Governor of Borno State
- In office October 1979 – October 1983
- Preceded by: Tunde Idiagbon
- Succeeded by: Asheik Jarma

Personal details
- Born: 1942 Kareto, Mobbar LGA, Borno State, Nigeria
- Died: 29 April 2020 (aged 78) Maiduguri, Borno

= Mohammed Goni =

Nigerian politician (1942–2020)

Alhaji Mohammed Goni was a civil servant who was Governor of Borno State, Nigeria (1979–1983) in the Nigerian Second Republic.

==Background==

Mohammed Goni was born in 1942 in Kareto, Mobbar Local Government Area, Borno State, Nigeria. He attended Maiduguri Middle School (1953–55), Borno Provincial Secondary School (1956–61), Provincial Secondary School, Kano (1962–63) and the Institute of Administration, Ahmadu Bello University, Zaria (1964–87), where he gained a BA (Administration), specialising in international affairs.

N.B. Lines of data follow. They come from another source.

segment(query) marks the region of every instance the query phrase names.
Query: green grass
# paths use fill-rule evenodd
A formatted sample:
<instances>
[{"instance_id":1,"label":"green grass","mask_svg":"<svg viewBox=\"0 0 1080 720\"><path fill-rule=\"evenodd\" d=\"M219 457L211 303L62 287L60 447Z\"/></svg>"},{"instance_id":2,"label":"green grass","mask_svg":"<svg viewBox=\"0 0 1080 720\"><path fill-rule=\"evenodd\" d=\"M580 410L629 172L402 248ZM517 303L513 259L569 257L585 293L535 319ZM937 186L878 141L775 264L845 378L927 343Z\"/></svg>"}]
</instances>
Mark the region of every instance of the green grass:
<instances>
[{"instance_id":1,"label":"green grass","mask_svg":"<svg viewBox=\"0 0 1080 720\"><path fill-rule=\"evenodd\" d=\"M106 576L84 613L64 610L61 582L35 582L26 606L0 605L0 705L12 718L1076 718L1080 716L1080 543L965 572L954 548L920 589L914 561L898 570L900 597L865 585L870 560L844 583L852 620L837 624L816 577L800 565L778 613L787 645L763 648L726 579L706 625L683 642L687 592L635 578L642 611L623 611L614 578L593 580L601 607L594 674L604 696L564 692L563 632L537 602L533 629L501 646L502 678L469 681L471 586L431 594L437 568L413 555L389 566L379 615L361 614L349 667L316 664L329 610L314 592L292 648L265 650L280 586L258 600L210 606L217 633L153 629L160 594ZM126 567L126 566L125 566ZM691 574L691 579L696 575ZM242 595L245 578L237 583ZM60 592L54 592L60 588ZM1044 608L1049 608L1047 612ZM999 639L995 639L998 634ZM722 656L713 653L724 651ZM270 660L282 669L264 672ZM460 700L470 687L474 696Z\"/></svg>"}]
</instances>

In 1977, he transferred to the Nigerian National Supply Company.

==Governor of Borno State==

In April 1979, Mohammed Goni resigned from the National Supply Company and entered politics.
He was elected as the first civilian governor of the former Borno State, on the platform of the Great Nigeria Peoples Party (GNPP), and was in office from October 1979 to September 1983.
He was also part of the Progressives Coalition led by Chief Obafemi Awolowo.
Goni founded the Borno Radio Television (BRTV) to counter the propaganda which was being pumped out of the Federal Government owned and sponsored Nigerian Television Authority (NTA).
In retrospect, his period of office was considered one of achievement when compared with his successors.

Before the 1983 elections, Goni transferred to the Unity Party of Nigeria (UPN), running unsuccessfully for reelection against the Nigerian People's Party (NPP) candidate Sheikh Jarma.
In the case of Federal Electoral Commission v Alhadji Mohammed Goni (1983), the Supreme Court of Nigeria condemned cross-carpeting by political officeholders.

==Later career==

Mohammed Goni was a member of the committee that drafted the 1995 Constitution.
In the April 2003 general elections he ran on the United Nigeria People's Party (UNPP) platform as vice-presidential candidate with Jim Nwobodo as the presidential candidate. They were not elected.

In January 2011 he was elected by PDP delegates in Borno state to be their gubernatorial flag-bearer in the April 2011 elections.
== Death ==
Mohammed Goni died on 29 April 2020 in Maiduguri, Borno State, after a brief illness. He was 78 years old at the time of his death.